Windows 8 will come in two versions, Rigby said. One will be Microsoft's first operating system that will be compatible with the lower-powered ARM microprocessors typically found in tablets, smartphones, and similar portable devices, while the other will run on desktop and laptops featuring Intel's x86 chipsets.
The new operating system boasts a completely re-imagined interface that is heavily influenced by the "Metro" style OS currently featured on Microsoft's Windows Phones.

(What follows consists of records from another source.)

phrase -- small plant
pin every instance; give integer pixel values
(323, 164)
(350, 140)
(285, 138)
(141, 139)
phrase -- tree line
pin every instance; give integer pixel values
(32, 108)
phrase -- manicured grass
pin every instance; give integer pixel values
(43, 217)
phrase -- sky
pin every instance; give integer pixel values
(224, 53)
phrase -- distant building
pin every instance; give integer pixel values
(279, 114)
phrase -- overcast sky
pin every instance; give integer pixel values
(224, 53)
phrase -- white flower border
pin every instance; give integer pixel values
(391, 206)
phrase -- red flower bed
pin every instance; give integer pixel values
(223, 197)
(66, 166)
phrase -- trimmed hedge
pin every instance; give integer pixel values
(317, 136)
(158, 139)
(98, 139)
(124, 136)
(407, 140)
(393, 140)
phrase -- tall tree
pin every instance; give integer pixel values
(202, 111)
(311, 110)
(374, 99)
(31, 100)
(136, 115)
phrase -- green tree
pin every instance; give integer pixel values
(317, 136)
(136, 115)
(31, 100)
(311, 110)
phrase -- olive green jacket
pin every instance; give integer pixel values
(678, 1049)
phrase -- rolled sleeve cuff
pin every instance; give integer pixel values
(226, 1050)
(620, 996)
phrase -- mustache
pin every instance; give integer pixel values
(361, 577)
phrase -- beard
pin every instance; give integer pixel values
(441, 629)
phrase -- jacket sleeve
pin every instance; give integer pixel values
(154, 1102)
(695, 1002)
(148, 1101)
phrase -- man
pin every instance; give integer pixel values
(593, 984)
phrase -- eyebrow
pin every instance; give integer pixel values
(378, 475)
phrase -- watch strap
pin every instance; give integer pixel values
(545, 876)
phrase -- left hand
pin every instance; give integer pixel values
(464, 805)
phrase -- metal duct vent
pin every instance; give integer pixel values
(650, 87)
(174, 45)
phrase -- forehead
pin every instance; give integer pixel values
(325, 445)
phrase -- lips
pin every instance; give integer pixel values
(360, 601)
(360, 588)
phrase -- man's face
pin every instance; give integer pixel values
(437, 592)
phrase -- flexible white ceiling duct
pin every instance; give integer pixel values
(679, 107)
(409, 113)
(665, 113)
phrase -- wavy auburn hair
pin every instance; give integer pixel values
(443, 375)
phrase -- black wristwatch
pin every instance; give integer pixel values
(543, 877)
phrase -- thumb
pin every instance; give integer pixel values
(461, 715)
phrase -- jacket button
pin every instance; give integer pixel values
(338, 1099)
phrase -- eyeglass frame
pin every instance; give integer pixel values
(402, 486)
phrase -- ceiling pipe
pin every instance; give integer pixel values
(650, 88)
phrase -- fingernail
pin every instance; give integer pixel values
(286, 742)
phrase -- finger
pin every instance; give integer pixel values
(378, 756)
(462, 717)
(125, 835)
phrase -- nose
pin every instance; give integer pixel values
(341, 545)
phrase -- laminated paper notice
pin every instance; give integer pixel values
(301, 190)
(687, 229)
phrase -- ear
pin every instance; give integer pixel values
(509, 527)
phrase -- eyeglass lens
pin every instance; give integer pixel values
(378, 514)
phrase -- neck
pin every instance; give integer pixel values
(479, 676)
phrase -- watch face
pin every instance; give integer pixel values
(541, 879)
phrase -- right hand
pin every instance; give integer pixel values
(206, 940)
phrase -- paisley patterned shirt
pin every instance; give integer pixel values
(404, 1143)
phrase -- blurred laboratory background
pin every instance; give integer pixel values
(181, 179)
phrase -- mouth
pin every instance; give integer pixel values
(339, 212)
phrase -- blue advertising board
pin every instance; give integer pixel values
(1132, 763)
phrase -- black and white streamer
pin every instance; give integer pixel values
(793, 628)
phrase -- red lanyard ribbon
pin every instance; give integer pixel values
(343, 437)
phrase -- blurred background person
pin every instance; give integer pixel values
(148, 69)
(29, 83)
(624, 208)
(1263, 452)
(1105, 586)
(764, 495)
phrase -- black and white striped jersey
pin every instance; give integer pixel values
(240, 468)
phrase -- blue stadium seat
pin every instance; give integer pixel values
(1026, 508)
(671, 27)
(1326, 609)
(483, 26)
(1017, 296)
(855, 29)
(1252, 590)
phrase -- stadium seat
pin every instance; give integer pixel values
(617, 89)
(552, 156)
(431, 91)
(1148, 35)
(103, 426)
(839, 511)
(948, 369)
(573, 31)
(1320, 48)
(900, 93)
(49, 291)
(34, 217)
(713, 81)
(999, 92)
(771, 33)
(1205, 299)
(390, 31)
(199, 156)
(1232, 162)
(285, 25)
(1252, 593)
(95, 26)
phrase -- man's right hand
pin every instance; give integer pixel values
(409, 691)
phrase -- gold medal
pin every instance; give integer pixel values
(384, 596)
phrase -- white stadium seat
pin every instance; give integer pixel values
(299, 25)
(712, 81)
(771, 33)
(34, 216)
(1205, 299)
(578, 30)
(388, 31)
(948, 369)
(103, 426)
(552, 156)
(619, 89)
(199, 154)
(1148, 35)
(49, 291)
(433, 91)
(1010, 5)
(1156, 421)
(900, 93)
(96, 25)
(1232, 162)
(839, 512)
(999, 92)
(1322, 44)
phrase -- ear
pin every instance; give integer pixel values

Rigby reports that it will feature "tiles" that update in real-time, can be moved around the screen, or tapped in order to launch an application (traditional mouse-style controls are also available for those who prefer the old-school approach).
Michael Liedtke of the Associated Press (AP) calls Windows 8 "the most important piece of software the Redmond, Wash., company has designed since co-founder Bill Gates won the contract to build the first operating system for IBM Corp.'s personal computer in the early 1980s," and adds that Wednesday's event will offer "the most extensive look at Windows 8's progress since it released an early version of the system to developers five months ago."
Liedtke says that Microsoft is hoping to "perform a difficult balancing act" with the new operating system -- continuing to keep a foothold in what the AP reporter refers to as a "past its prime" PC market while also trying to gain a foothold in the world of mobile devices currently dominated by Apple's iOS and Google's Android software.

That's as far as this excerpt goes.